OpenAI president Greg Brockman said at a Sequoia Capital event that AI coding tools went from writing 20% of code to 80% "over the course of December" alone.

Google AI Coding Interview Prep

Here's how to get ready, informed by what candidates and industry sources have reported.

Get comfortable with Gemini, specifically.

Google's pilot uses Gemini as the approved assistant.

Spend time with it on real coding tasks. Practice debugging, code review, and refactoring, so you're not encountering its strengths and limitations for the first time under interview pressure.

Practice code comprehension, not just code writing.

Google's new round emphasizes reading, debugging, and optimizing existing code, not writing solutions from scratch.

Develop a workflow for AI-assisted debugging.

Google's interviewers will evaluate prompt engineering, output validation, and debugging skills.

Practice forming hypotheses about bugs, writing targeted prompts, critically evaluating AI responses, and iterating.

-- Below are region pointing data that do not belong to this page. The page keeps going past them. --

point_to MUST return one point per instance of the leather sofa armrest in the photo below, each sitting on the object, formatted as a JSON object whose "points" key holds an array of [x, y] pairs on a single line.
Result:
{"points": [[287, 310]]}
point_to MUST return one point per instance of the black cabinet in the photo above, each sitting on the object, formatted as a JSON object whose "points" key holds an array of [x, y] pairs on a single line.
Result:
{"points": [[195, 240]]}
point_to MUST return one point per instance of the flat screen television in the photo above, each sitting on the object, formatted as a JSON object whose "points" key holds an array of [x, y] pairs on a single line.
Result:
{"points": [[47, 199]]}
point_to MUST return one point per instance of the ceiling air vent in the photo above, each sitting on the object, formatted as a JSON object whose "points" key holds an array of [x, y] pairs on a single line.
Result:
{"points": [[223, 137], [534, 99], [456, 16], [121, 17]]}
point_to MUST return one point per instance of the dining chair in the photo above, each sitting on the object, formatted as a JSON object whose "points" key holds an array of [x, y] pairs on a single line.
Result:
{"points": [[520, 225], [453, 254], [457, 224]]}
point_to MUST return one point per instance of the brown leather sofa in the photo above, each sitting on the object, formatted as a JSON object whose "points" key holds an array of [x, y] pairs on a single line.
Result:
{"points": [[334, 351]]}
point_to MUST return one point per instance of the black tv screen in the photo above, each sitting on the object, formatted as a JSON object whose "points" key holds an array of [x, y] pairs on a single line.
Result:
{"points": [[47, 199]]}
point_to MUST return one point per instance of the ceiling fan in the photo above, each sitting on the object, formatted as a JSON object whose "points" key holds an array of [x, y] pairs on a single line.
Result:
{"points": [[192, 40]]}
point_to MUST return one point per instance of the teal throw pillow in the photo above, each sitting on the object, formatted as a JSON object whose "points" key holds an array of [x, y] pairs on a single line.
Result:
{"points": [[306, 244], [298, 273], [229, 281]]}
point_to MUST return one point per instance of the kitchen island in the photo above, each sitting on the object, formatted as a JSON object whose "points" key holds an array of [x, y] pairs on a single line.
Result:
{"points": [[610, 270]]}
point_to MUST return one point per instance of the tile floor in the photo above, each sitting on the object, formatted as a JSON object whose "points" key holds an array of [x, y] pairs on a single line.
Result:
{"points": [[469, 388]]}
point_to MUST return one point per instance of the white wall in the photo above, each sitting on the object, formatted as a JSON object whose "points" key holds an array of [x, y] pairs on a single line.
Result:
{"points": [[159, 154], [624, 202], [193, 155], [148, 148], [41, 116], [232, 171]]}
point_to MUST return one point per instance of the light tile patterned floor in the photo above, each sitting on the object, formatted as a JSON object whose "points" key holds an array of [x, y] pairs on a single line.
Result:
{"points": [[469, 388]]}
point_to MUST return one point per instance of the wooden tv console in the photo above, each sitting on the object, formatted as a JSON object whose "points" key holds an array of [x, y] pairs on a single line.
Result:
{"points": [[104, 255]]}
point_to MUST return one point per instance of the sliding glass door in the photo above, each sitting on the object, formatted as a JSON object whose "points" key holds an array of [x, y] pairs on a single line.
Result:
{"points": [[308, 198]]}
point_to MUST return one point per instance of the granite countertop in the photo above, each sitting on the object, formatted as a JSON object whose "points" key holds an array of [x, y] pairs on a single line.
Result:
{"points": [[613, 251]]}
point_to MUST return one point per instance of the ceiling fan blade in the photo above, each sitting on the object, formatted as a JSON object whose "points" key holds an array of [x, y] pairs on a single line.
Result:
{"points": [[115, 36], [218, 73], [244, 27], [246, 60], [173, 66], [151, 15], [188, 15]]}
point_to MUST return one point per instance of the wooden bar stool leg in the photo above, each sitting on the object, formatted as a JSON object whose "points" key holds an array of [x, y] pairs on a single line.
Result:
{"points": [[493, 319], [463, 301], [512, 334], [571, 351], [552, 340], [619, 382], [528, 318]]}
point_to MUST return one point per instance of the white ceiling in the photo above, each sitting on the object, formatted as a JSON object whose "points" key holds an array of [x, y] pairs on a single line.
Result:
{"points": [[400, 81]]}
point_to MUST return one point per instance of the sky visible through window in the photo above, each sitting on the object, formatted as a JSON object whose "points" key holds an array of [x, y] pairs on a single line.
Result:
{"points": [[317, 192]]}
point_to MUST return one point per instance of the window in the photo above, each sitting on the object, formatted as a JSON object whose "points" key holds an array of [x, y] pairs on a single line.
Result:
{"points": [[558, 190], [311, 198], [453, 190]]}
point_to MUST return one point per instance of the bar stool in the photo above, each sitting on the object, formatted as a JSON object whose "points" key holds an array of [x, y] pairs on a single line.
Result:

The most successful candidates use AI strategically for well-defined subtasks while maintaining control of the overall solution, rather than prompting AI and accepting whatever it generated.

Take ownership of all code.

Take full responsibility for AI-generated code.

Candidates who appeared to "rely heavily on AI" without demonstrating their own understanding have received negative feedback.

Learn to narrate your process.

Communication remains a core evaluation criterion.

Practice explaining why you're prompting the AI a certain way, what you expect it to return, and how you're validating the output.